# Manual Transmission cars



## zed_kid (Sep 25, 2012)

Hi guys, so I want to buy a new car and actually want a manual transmission, but my local buddies are saying that if I buy a manual I’ll have a hard time trying to sell it later on… true or false? I’m looking for a bmw m3 or Porsche cayman S or maybe even a carrera, so it’ll be a sports car, surely the manual shift is not such a huge turn off?


----------



## fcjb1970 (Apr 30, 2010)

People here have a hard time operating cruise control. I cannot even imagine how they could figure out a clucth


----------



## Felixtoo2 (Jan 16, 2009)

You don't see too many manual M3's as people seem to like the SMG, or whatever BMW call their semi-auto boxes now, and most manual Caymans are pre 2009 when the generation two with PDK was introduced. 

I have a manual Cayman S Sport and I was looking for a manual as after four years of driving a DSG VW R32 I felt like I was deskilling. 
Whilst I love the manual my next Porsche will probably have a PDK for a couple of reasons. 

Firstly, when traffic inevitably grinds to a halt due to some halfwit welding himself to the Armco or 200 halfwits rubbernecking from the opposite side of the road it can be a bit of a pain. 

Secondly, if you're buying a second hand P-Car you need to get it checked by either Porsche, ARM or HOC to get a DME printout of the over revs. With a PDK it's not possible to over rev the engine with a missed downshift and Gen 2/3 engines tend to be a bit more robust. 

As far as the value goes you're resale might be slightly lower but your initial purchase price will also have been slightly lower and there are always plenty of people looking for manual Porsches, although they'll nearly all be expats. 

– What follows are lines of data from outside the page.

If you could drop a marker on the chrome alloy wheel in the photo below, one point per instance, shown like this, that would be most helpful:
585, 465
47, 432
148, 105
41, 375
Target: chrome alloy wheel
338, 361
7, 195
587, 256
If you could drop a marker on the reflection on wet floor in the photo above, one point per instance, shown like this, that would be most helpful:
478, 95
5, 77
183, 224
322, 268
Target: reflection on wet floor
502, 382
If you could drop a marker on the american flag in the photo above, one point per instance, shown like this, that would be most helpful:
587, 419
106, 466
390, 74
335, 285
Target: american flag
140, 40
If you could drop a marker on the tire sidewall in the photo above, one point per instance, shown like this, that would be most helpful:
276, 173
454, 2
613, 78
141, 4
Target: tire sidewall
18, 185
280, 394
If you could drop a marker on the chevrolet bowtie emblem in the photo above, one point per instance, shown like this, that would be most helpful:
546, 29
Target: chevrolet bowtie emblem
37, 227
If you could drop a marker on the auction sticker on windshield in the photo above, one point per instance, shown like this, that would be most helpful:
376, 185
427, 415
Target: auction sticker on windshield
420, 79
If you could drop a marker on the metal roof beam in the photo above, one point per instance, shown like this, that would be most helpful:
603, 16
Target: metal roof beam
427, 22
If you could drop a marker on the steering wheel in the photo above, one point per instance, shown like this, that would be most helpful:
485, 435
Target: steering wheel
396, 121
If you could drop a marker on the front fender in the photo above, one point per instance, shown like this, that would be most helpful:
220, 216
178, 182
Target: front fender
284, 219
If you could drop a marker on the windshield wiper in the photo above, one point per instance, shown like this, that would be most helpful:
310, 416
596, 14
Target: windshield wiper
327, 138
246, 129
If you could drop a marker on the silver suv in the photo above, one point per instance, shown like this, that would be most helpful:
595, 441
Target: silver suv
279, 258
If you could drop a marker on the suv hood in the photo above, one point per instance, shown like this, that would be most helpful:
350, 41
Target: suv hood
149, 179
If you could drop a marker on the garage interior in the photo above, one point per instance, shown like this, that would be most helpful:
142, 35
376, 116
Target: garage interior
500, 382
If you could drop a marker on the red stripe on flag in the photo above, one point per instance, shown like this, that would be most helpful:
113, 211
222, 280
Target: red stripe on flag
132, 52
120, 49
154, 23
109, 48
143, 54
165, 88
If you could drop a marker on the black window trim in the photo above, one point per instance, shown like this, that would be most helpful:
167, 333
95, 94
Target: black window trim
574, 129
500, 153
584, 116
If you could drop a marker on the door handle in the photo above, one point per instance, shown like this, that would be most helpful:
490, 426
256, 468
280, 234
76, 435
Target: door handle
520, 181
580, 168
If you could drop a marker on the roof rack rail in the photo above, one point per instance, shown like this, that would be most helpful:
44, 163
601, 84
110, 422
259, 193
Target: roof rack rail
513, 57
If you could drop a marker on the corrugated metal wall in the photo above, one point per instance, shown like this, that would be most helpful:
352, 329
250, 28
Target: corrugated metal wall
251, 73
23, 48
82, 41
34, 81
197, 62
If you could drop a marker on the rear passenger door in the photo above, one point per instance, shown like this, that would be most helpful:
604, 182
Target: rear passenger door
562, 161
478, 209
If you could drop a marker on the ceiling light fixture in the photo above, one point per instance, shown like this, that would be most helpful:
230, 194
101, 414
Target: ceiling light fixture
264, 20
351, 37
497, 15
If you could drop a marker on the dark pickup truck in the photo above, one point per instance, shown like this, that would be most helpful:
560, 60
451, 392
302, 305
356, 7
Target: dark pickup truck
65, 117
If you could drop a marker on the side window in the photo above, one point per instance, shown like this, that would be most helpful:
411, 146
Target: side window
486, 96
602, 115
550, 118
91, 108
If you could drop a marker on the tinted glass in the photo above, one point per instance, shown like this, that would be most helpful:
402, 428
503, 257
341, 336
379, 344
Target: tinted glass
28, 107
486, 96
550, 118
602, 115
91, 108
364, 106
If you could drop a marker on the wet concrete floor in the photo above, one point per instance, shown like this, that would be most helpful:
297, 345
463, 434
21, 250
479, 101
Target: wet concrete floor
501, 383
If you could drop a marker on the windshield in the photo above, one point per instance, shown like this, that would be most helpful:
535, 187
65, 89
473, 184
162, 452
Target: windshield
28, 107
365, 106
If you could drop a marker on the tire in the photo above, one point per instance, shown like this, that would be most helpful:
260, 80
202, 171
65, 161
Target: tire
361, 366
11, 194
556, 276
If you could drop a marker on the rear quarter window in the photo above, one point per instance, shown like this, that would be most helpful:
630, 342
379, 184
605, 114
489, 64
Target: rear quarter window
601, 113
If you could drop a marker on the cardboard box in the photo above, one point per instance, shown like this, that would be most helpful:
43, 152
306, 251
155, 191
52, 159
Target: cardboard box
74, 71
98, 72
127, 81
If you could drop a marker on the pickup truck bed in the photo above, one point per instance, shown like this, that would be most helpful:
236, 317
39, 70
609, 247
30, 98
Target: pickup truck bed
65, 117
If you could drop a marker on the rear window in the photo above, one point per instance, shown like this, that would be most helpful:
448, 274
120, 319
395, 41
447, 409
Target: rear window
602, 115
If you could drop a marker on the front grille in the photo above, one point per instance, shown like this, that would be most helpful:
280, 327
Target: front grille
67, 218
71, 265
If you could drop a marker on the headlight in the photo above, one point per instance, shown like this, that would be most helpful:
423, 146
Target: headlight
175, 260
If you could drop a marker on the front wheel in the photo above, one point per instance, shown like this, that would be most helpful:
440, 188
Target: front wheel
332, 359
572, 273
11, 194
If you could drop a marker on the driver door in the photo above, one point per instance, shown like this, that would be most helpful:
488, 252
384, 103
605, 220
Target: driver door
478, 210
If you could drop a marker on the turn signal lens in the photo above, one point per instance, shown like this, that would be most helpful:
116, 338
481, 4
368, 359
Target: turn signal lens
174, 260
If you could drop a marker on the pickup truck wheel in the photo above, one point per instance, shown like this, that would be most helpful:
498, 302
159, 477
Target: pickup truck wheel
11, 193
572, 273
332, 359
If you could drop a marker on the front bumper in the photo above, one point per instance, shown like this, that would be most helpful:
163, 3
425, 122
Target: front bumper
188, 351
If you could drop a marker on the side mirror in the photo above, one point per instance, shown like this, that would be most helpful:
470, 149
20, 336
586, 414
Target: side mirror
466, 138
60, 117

U know where you're coming from with the manual but if you haven't tried the twin clutch option go for a test drive as its a pretty cool bit of kit and bears no resemblance to a normal auto box. 
Apologies to non petrol heads who probably fell asleep after the first sentence.


----------



## zed_kid (Sep 25, 2012)

Hi Felix, I’m sure the PDK is an insane piece of kit, and all the car reviewers are recommending that over the stick shift but I’m looking for a 2nd hand car and the manual ones are cheaper and it doesn’t concern me coz the car will be a weekender or light use during the week etc.

Anyway the reason I’m getting all hot and bothered is coz I saw a manual m3 on dubizzle with supposedly 10k kms on the clock. I’m going to try view it this weekend and if the kms are legit I just might bite


----------



## Felixtoo2 (Jan 16, 2009)

I think I see the one you mean, White E92? If it were me I'd definitely be having the main dealer check that out prior to handing over more than 1000dhs refundable deposit as 10,000 seems strangely low mileage on a five year old car that someone went to the trouble and expense of putting an 8000dh race exhaust on. 
It does look tempting though but be careful that it hasn't been tracked. You might be able to tell by seeing if the rubber on the brake pedal has significantly more worn on the right hand side than the left, a sure sign of heel'n'toeing. If the tyres are more than three years old they'll need changed regardless of mileage and if they're less than three years old I'd want to ask why, the tyre manufacture date is on the sidewall. 
Apologies for telling you stuff you already know, let me know how it goes!


----------



## Stevesolar (Dec 21, 2012)

Felixtoo2 said:


> I think I see the one you mean, White E92? If it were me I'd definitely be having the main dealer check that out prior to handing over more than 1000dhs refundable deposit as 10,000 seems strangely low mileage on a five year old car that someone went to the trouble and expense of putting an 8000dh race exhaust on.
> It does look tempting though but be careful that it hasn't been tracked. You might be able to tell by seeing if the rubber on the brake pedal has significantly more worn on the right hand side than the left, a sure sign of heel'n'toeing. If the tyres are more than three years old they'll need changed regardless of mileage and if they're less than three years old I'd want to ask why, the tyre manufacture date is on the sidewall.
> Apologies for telling you stuff you already know, let me know how it goes!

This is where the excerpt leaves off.